La buona morte
Le strade si
aprono dunque alla buona morte, come voleva l’eugenetica, degli inutili e incompetenti,
ora anche degli svogliati, e Abbie Hoffman e Jerry Rubin proponevano, di
uccidere i padri e cancellare all’anagrafe chi compie trent’anni. Un governo
volevano, nel paradiso di Lucy in
the Sky, di Roboam, dove, dice la Bibbia, i giovani comandano sui vecchi. Un limbus
patrum. La vecchia pratica degli svedesi trogloditi, i nomadi
dell’antico Egitto, i sardi, di uccidere gli anziani a colpi di clava o pietra.
Gli indiani del Brasile uccidevano
così gli infermi. I massageti e i derbicciani uccidevano gli ultrasettantenni.
E i càtari pii di Monforte d’Alba o Asti, che le endura abbreviavano alla fine, i suicidi dei saggi anziani per digiuno,
per evitare loro i patimenti dell’agonia. Gli abitanti dell’isola di Choa, dove
l’aria pura dà lunga vita, ci pensavano invece da soli: prima dell’ebetudine o la
malattia i vecchi prendevano la papaverina o la cicuta. Analogamente
l’eschimese che, prossimo alla fine, inutile alla famiglia, esce dall’iglù e si
perde nel pack.
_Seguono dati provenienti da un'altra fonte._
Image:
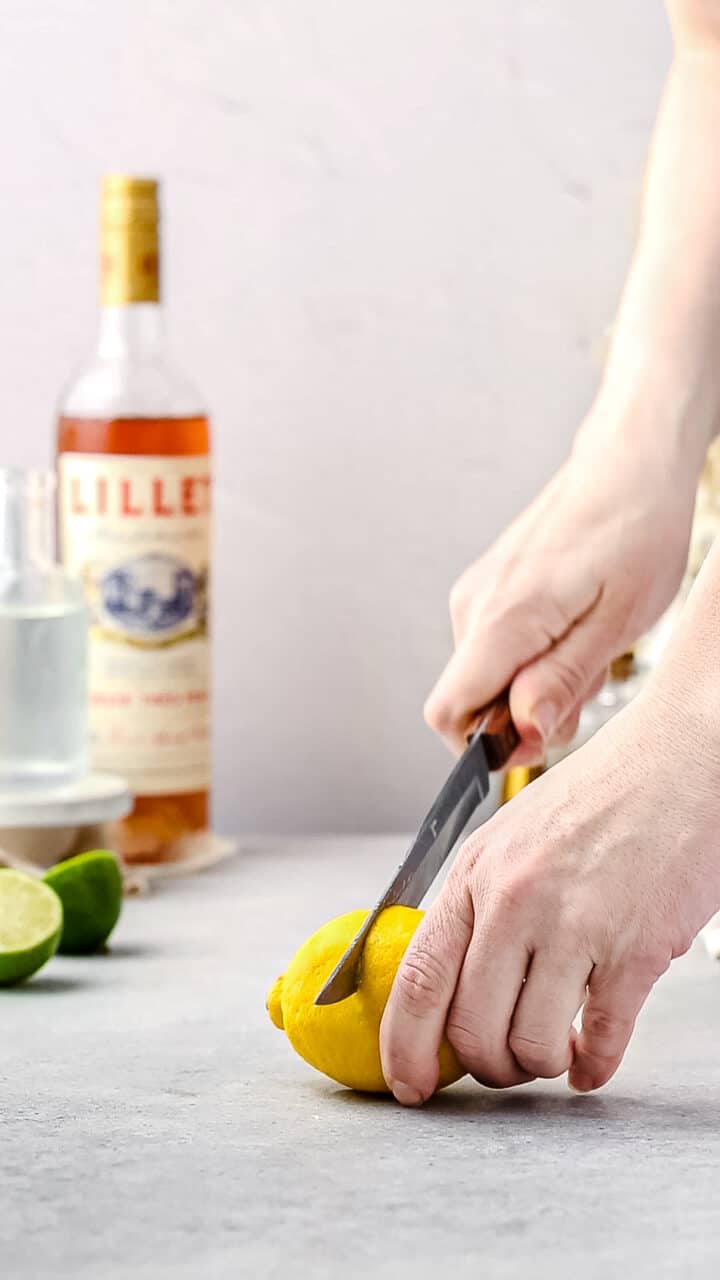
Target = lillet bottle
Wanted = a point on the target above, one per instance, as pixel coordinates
(135, 524)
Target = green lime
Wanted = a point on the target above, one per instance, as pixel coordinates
(90, 887)
(31, 922)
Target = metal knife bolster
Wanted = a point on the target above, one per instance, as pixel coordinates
(490, 748)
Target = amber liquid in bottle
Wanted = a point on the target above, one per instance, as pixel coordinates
(156, 821)
(133, 457)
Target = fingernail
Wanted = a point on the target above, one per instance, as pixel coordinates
(406, 1095)
(545, 717)
(580, 1084)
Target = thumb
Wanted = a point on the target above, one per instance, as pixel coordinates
(548, 690)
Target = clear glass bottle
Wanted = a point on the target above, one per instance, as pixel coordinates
(135, 516)
(42, 643)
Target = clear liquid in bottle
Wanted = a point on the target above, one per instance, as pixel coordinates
(42, 644)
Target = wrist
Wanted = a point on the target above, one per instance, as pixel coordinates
(629, 433)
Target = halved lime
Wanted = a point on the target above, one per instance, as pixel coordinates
(91, 890)
(31, 922)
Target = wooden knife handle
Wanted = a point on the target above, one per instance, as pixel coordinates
(497, 730)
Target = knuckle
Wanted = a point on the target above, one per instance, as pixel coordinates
(604, 1029)
(538, 1055)
(569, 679)
(420, 981)
(490, 1068)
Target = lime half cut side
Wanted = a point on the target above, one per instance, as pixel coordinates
(31, 923)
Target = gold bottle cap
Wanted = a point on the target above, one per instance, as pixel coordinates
(623, 666)
(519, 777)
(130, 268)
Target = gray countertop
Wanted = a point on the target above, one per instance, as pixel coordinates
(156, 1125)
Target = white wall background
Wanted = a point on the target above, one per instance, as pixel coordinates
(395, 236)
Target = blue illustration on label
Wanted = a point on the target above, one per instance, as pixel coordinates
(153, 597)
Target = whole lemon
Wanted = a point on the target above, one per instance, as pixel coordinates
(342, 1040)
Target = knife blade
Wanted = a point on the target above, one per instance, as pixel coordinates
(490, 748)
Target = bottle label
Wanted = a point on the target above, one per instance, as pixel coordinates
(137, 531)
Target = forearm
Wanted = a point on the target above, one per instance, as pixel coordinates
(662, 378)
(687, 681)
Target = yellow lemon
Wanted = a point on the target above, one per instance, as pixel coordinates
(342, 1040)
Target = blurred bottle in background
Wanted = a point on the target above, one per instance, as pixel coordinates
(135, 522)
(42, 643)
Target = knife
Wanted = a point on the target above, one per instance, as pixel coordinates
(490, 748)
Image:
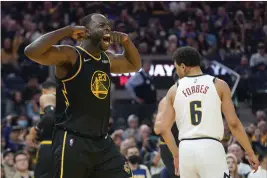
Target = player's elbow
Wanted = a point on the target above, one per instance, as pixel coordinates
(29, 51)
(234, 124)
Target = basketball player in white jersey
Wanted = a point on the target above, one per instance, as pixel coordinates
(197, 104)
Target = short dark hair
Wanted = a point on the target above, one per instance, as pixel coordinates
(49, 84)
(87, 19)
(19, 153)
(187, 55)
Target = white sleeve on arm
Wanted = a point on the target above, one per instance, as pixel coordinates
(252, 60)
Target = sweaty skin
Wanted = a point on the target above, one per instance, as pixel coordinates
(228, 110)
(45, 51)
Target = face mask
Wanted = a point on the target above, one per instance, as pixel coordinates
(134, 159)
(23, 123)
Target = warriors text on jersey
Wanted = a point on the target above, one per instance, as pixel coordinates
(198, 108)
(86, 91)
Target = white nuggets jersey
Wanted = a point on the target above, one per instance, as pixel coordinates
(198, 108)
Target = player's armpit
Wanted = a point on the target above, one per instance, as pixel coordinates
(228, 108)
(56, 55)
(119, 63)
(157, 124)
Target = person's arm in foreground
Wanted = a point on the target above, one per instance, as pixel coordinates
(234, 123)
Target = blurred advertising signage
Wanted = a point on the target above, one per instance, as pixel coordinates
(162, 70)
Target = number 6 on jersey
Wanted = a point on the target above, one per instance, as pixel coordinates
(195, 112)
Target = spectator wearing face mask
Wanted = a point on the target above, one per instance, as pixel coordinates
(132, 130)
(22, 165)
(232, 165)
(262, 171)
(8, 163)
(141, 86)
(2, 172)
(133, 157)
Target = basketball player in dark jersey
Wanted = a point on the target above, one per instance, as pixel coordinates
(44, 130)
(165, 153)
(81, 145)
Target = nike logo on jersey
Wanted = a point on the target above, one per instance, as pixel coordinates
(85, 60)
(105, 61)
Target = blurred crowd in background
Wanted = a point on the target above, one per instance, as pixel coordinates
(232, 33)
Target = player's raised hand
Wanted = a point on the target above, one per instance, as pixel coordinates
(253, 161)
(119, 37)
(78, 32)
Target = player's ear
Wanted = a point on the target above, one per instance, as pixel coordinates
(183, 66)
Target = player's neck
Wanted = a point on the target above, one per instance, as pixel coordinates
(194, 71)
(91, 48)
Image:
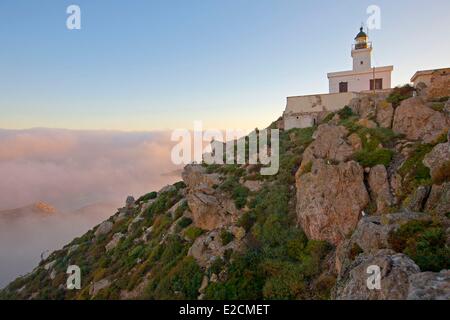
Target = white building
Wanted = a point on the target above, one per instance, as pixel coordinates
(306, 111)
(363, 77)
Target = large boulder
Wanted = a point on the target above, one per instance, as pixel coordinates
(114, 241)
(440, 84)
(210, 208)
(380, 188)
(416, 201)
(438, 160)
(104, 228)
(385, 114)
(395, 271)
(195, 175)
(329, 143)
(439, 199)
(371, 235)
(418, 122)
(330, 200)
(429, 286)
(363, 106)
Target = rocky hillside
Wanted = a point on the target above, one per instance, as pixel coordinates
(370, 185)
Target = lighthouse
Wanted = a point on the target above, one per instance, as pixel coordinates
(363, 76)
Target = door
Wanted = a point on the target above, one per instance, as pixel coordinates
(343, 86)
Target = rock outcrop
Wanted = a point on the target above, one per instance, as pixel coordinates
(330, 199)
(208, 247)
(418, 122)
(438, 160)
(429, 286)
(395, 268)
(385, 114)
(438, 201)
(371, 235)
(329, 143)
(380, 188)
(104, 228)
(210, 208)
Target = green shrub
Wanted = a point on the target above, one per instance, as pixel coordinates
(442, 174)
(184, 222)
(424, 242)
(247, 220)
(193, 233)
(226, 237)
(285, 280)
(182, 282)
(181, 209)
(399, 94)
(372, 158)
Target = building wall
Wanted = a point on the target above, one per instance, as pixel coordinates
(359, 81)
(364, 56)
(305, 111)
(300, 121)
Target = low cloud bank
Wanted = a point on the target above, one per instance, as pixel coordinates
(70, 170)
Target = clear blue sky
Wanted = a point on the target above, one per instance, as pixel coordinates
(149, 65)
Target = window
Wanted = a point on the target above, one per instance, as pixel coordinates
(378, 84)
(343, 86)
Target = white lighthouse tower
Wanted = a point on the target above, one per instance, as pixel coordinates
(363, 76)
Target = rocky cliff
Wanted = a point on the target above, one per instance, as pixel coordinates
(369, 186)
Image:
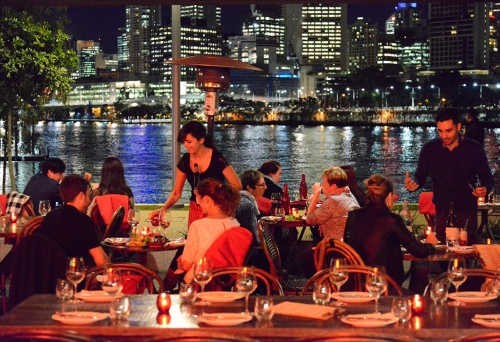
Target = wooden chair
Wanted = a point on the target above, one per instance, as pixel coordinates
(142, 276)
(323, 275)
(271, 284)
(271, 251)
(480, 274)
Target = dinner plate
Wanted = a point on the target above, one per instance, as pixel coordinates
(79, 317)
(472, 296)
(117, 241)
(352, 297)
(220, 296)
(369, 321)
(96, 296)
(224, 318)
(462, 250)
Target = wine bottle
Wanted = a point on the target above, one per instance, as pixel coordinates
(303, 188)
(285, 200)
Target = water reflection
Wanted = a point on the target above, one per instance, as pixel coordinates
(145, 151)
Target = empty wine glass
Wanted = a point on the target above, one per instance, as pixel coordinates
(376, 284)
(456, 276)
(338, 275)
(44, 207)
(75, 273)
(246, 283)
(202, 274)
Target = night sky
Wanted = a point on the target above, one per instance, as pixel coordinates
(102, 23)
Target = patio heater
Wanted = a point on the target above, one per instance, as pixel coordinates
(212, 76)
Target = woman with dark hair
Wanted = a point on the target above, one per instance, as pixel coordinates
(271, 170)
(377, 234)
(202, 161)
(352, 183)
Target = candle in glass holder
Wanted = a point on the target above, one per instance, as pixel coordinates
(13, 217)
(417, 305)
(163, 302)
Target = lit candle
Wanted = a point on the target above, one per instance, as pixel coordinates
(13, 217)
(163, 302)
(417, 305)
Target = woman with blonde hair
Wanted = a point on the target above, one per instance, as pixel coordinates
(377, 234)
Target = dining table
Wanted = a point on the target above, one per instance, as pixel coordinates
(437, 322)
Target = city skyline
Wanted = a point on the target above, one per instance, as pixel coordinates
(102, 23)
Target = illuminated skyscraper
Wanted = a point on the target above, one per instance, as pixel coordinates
(140, 23)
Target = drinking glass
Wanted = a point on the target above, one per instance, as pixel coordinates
(134, 217)
(401, 309)
(338, 275)
(112, 282)
(64, 290)
(456, 275)
(187, 292)
(75, 273)
(439, 292)
(264, 309)
(376, 284)
(321, 292)
(203, 274)
(44, 207)
(246, 283)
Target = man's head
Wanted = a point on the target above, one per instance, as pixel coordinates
(75, 191)
(253, 182)
(448, 127)
(54, 168)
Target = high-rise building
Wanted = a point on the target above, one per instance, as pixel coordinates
(140, 24)
(363, 37)
(458, 35)
(324, 37)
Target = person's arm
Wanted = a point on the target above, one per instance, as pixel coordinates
(232, 177)
(99, 256)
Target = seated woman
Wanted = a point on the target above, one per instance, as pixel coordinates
(332, 214)
(218, 202)
(377, 234)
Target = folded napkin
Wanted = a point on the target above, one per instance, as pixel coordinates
(304, 310)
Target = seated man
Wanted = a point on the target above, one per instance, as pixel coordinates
(69, 225)
(45, 185)
(253, 187)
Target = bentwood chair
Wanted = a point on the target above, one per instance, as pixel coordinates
(362, 270)
(136, 278)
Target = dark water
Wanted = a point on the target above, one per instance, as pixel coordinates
(145, 151)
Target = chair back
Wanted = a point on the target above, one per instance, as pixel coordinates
(220, 279)
(29, 227)
(426, 207)
(136, 278)
(271, 250)
(334, 247)
(361, 270)
(114, 224)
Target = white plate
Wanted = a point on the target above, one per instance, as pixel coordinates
(461, 250)
(220, 296)
(368, 322)
(80, 317)
(472, 296)
(224, 318)
(352, 297)
(96, 296)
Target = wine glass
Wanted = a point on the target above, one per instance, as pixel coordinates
(246, 283)
(376, 283)
(456, 276)
(134, 217)
(202, 274)
(75, 273)
(338, 275)
(44, 207)
(112, 282)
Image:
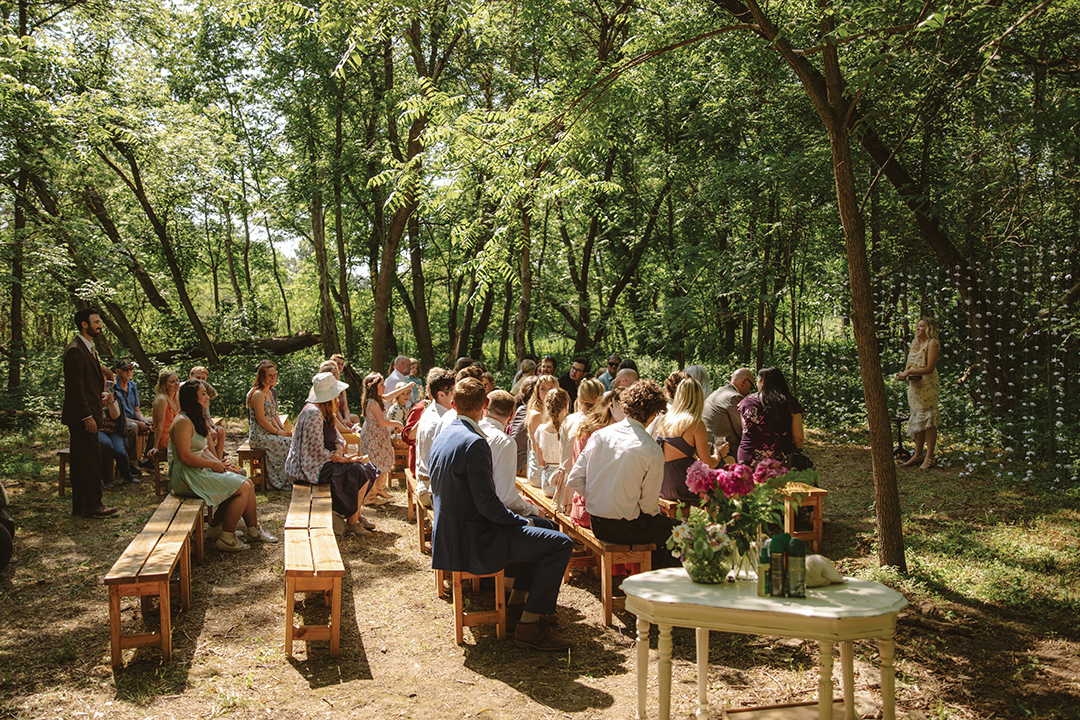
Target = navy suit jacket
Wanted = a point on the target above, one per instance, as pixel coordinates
(472, 528)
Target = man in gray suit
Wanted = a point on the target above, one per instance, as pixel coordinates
(723, 420)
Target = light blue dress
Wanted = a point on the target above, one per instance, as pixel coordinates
(188, 481)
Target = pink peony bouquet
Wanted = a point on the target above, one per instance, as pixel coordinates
(737, 502)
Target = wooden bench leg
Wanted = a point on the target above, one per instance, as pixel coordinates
(289, 600)
(62, 479)
(607, 586)
(166, 622)
(115, 651)
(335, 616)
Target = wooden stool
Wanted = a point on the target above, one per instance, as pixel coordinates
(462, 619)
(255, 460)
(814, 499)
(160, 476)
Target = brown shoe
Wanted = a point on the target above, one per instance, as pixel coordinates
(99, 512)
(537, 637)
(514, 616)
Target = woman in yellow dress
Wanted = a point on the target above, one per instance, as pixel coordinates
(922, 391)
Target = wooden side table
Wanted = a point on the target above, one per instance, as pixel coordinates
(854, 610)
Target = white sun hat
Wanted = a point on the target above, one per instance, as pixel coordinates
(325, 388)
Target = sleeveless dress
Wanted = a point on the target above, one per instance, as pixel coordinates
(188, 481)
(375, 440)
(922, 394)
(277, 446)
(674, 487)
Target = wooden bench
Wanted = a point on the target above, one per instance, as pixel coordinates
(606, 554)
(312, 564)
(145, 569)
(812, 498)
(462, 619)
(255, 461)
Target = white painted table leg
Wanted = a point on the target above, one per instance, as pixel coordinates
(848, 663)
(702, 638)
(825, 681)
(888, 680)
(664, 646)
(643, 667)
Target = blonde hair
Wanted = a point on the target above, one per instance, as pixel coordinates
(163, 380)
(685, 411)
(556, 403)
(589, 392)
(537, 402)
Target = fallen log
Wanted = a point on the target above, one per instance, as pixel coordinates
(273, 345)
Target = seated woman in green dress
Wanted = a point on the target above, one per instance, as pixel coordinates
(197, 474)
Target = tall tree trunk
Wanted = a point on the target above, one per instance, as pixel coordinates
(228, 254)
(339, 223)
(135, 185)
(525, 273)
(17, 349)
(421, 324)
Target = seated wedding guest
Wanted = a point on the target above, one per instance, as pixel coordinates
(701, 375)
(607, 377)
(216, 438)
(111, 433)
(375, 439)
(474, 532)
(589, 394)
(521, 364)
(265, 429)
(544, 384)
(349, 419)
(318, 457)
(518, 428)
(682, 434)
(620, 473)
(500, 405)
(772, 420)
(193, 474)
(624, 378)
(414, 377)
(528, 369)
(126, 392)
(723, 420)
(550, 439)
(599, 416)
(165, 407)
(441, 392)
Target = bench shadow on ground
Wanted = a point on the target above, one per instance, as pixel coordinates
(552, 679)
(312, 660)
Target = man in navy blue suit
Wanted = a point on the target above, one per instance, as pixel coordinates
(474, 532)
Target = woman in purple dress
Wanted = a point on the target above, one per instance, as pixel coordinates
(772, 420)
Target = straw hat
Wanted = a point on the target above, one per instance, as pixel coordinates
(325, 388)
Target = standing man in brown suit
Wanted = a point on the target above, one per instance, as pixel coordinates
(83, 384)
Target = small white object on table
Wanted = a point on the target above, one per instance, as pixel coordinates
(854, 610)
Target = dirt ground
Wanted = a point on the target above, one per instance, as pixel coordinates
(399, 659)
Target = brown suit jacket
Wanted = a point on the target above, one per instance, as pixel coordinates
(83, 383)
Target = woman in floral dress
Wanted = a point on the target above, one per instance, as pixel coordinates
(265, 429)
(375, 435)
(772, 420)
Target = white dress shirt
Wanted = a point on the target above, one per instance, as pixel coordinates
(620, 472)
(504, 467)
(427, 430)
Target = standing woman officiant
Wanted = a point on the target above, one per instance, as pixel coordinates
(922, 391)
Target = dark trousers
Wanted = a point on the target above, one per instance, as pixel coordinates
(643, 530)
(542, 554)
(85, 470)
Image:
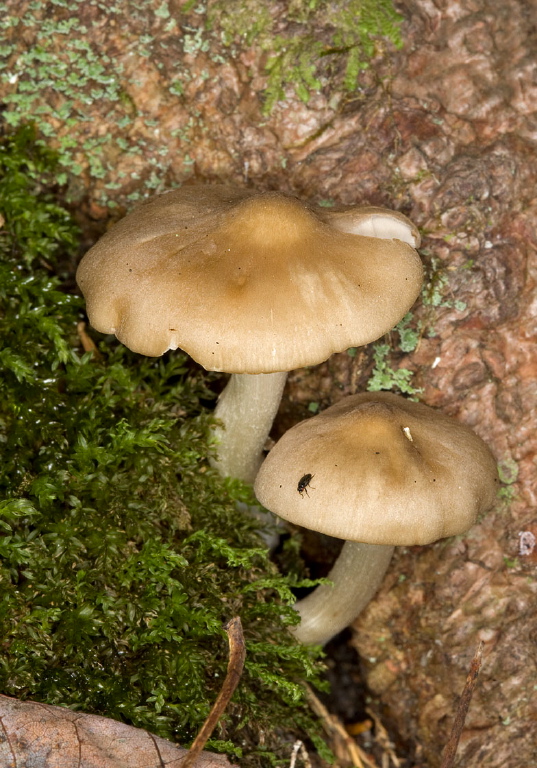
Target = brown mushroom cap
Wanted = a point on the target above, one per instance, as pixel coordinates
(385, 470)
(243, 282)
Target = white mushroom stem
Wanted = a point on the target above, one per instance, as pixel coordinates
(247, 408)
(356, 576)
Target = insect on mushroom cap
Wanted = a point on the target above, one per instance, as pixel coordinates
(387, 471)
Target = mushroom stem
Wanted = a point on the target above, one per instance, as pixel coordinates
(355, 577)
(247, 408)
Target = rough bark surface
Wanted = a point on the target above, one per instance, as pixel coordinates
(444, 130)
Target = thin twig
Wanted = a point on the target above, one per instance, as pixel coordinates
(237, 654)
(337, 733)
(448, 755)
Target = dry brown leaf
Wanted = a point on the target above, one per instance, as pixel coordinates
(34, 735)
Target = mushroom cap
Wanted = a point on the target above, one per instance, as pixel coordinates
(384, 470)
(244, 282)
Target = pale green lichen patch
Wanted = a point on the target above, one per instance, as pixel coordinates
(132, 97)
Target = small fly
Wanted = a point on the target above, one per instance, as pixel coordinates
(303, 483)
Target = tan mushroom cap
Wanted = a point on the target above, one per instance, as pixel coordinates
(244, 283)
(385, 470)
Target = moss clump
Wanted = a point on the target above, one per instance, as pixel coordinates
(122, 552)
(320, 39)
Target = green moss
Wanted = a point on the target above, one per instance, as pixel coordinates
(384, 377)
(122, 552)
(341, 36)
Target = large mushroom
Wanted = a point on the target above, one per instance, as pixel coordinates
(251, 284)
(378, 471)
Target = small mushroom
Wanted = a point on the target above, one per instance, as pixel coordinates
(383, 471)
(251, 284)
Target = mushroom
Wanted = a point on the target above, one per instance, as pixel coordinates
(376, 470)
(251, 284)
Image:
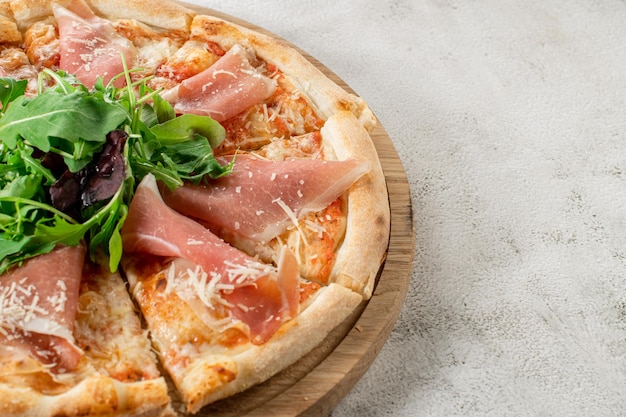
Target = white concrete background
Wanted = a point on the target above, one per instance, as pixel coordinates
(510, 119)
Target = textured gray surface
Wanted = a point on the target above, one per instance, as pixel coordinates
(510, 119)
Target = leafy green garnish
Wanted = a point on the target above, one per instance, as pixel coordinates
(73, 122)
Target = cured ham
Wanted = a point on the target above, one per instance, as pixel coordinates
(225, 89)
(260, 297)
(260, 199)
(89, 46)
(38, 303)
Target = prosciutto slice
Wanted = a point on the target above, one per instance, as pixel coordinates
(38, 303)
(225, 89)
(260, 199)
(89, 46)
(262, 300)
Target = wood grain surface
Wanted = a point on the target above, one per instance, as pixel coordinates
(318, 381)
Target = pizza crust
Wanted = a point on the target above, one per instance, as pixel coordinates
(29, 390)
(96, 395)
(323, 94)
(162, 14)
(207, 378)
(346, 134)
(364, 247)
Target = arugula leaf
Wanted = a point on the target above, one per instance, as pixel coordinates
(186, 127)
(10, 89)
(61, 122)
(71, 121)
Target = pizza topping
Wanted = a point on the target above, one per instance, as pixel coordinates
(38, 304)
(268, 296)
(89, 46)
(223, 90)
(148, 138)
(273, 194)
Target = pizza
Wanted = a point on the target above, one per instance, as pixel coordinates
(188, 207)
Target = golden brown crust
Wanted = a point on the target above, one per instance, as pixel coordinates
(213, 371)
(96, 396)
(325, 96)
(329, 308)
(367, 233)
(117, 375)
(221, 371)
(162, 14)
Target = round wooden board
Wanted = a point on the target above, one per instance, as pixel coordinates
(315, 384)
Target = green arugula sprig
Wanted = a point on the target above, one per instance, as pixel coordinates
(67, 119)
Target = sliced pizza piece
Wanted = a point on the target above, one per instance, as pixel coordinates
(72, 343)
(89, 46)
(215, 351)
(323, 94)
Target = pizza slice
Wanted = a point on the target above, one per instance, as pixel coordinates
(72, 343)
(236, 284)
(238, 321)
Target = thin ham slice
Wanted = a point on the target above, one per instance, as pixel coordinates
(260, 199)
(223, 90)
(262, 301)
(89, 45)
(38, 303)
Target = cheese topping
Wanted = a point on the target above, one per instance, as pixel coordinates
(20, 309)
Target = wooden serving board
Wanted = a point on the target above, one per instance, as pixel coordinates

Fra i batak di Raffles,
esploratore fede-degno, che sarebbero i dagroian di Marco Polo, i vecchi erano mangiati:
“Un uomo che sia stanco di vivere invita i figli a divorarlo nel momento in cui
il sale e i limoni sono a buon mercato”.
Una ragione per eliminare i vecchi
c’è, spiega Propp, l’analista delle fiabe: “Tra l’antichissima popolazione di
Sardegna, i sardi o sardoni, vigeva l’uso di uccidere i vecchi. E mentre
uccidevano i vecchi, ridevano sonori”. Serviva per ridere.